OpenAI launches its agent
Hands on with Operator — a promising but frustrating new frontier for artificial intelligence
This is a column about AI. My boyfriend works at Anthropic. See my full ethics disclosure here.
For the past few months, the big artificial intelligence labs have signaled that 2025 will be a breakout year for agents: tools that use computers on your behalf, working across different apps to perform multi-step operations just like humans do.
Agents have rapidly become a top priority at AI labs, as they represent a key milestone on the way toward building full-featured virtual coworkers. Starting last year, a steady drip of announcements signaled that researchers are rapidly making progress toward that goal.
Anthropic introduced its first take on agents, which it calls “computer use,” into its API in October. Two months later, Google said that its Gemini 2.0 models were designed for “the agentic era.”

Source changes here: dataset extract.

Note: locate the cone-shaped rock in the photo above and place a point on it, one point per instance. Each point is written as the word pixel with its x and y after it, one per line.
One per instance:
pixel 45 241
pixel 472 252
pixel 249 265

Despite those announcements, though, until now most agents have only been available to developers. As of this week, though, that’s starting to change.
On Wednesday, Google announced that the mobile version of Gemini can now carry out tasks across different apps, such as searching for upcoming sports games and creating calendar entries for them, with a single prompt. A day later, the upstart AI company Perplexity announced a similar agent for its Android app.
And in the most ambitious AI agent launch to date, on Thursday OpenAI announced Operator: an AI agent that can browse the web and take actions on your behalf. In a live demo on Thursday morning, CEO Sam Altman and three of his coworkers showed some of what Operator can do: shop for groceries on Instacart, hunt for concert tickets on Stubhub, and booking a reservation at a local restaurant through OpenTable.
Operator is available through what OpenAI is calling a “research preview,” and is currently available only to users of the $200-a-month ChatGPT Pro tier. The company plans to release it to users of its $20-a-month Plus plan and other users in the months ahead, it said. For developers, it will be available in the company’s API within a few weeks, the company said.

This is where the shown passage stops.